This meringue recipe is the only one I'll ever use. There's no need for 10 ingredients (put down the cream of tartar!). It can be baked or served as is, unlike it's French cousin. It's sturdy without the risk of scrambled egg whites or painful hot sugar burns on your hands, like with Italian Meringue. My friends, the Swiss have figured it out: 2 ingredients, 2 steps, and it always turns out shiny and creamy. (Gross, lumpy meringue that has separated is wildly unappetizing, and you deserve better.)
Be as creative as you want with this. It's so simple that it begs to be riffed on. Use it to ice a cake or top a pie, and torch it. Pipe it into neat little domes, and bake into the cutest cookies ever. Dollop it on baking sheet and bake into amazing giant blobs of sugar. Need an impressive party dessert? Dump all of it out on that baking sheet and make a massive, craggy pavlova. For flavors, scrape in a vanilla pod, toss in ground cardamom, or fold in pistachios. Get crazy and swirl in some melted chocolate and candied orange peels. Bake it into little nests and fill them with damn near anything. Lemon curd, jam, whipped cream, poached fruit... Whatever you want! It's a blank canvas that will never fail you.

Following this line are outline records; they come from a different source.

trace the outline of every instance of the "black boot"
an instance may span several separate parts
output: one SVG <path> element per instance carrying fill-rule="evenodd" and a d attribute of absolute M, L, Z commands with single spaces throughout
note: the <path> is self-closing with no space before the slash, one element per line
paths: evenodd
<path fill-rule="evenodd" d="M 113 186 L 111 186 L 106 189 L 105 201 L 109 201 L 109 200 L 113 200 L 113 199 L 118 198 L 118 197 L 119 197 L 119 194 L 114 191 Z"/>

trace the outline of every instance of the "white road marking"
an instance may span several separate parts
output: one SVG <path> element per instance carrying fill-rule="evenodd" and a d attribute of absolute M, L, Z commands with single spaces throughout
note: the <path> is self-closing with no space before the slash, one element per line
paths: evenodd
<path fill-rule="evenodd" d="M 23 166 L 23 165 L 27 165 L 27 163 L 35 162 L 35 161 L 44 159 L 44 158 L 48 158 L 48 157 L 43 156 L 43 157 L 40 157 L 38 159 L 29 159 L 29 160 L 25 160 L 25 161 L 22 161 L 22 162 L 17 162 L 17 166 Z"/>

Instead of a regular recipe, I'm going to give you the ratio my grandmother has always used. For roughly half to 3/4 a stand-mixer bowl of meringue, I use 5 egg whites.
Ratio: 3 heaping soup spoonfuls white granulated sugar per egg white.

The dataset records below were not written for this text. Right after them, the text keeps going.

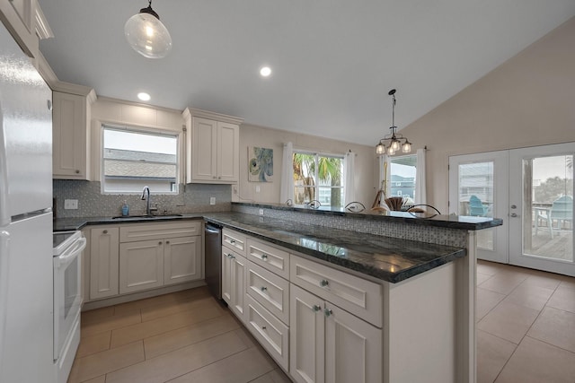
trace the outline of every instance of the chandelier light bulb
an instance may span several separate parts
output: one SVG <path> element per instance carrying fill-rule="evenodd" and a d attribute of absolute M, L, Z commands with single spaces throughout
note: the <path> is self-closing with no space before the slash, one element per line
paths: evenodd
<path fill-rule="evenodd" d="M 386 142 L 389 142 L 389 148 L 387 149 L 387 154 L 389 155 L 395 154 L 395 152 L 399 152 L 400 149 L 404 153 L 411 152 L 411 143 L 403 135 L 395 133 L 397 130 L 397 126 L 395 126 L 395 91 L 394 89 L 392 89 L 387 93 L 392 96 L 392 126 L 389 128 L 391 133 L 379 140 L 379 144 L 376 145 L 376 154 L 384 154 L 385 152 Z M 403 144 L 402 144 L 402 140 L 405 140 Z"/>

Combine the egg whites and sugar into a pot. Over very low heat, vigorously whisk the whites and sugar until the mixture is thin and slightly foamy. I use a hand mixer here. Alternatively, place the whites and sugar in a heatproof bowl over a pot of simmering water, and whisk.
Transfer the mixture to the bowl of a stand mixer with the whisk attachment. Beat on high for several minutes, until you've reached stiff peaks. Not sure how to tell? Turn the whisk upside down; the meringue should stand up firmly, and the top should curl over slightly, like in the photo.
To bake: heat the oven to 225 F, pipe or spoon onto a baking sheet lined with parchment paper or a silpat, and bake for 1 1/2 to 2 hours. Once the meringues are firm but not browned, turn off the oven and let them cool completely.
A few tips to follow for perfect meringue, every time:
-Make sure your bowl is very clean, and dry. Fat or moisture are not your friends here.
-Don't let any yolks in there! Not even a little bit!
-Room temperature eggs will whip up faster and with more volume than cold eggs. To speed up this process, let the eggs sit in a bowl of warm water for a few minutes.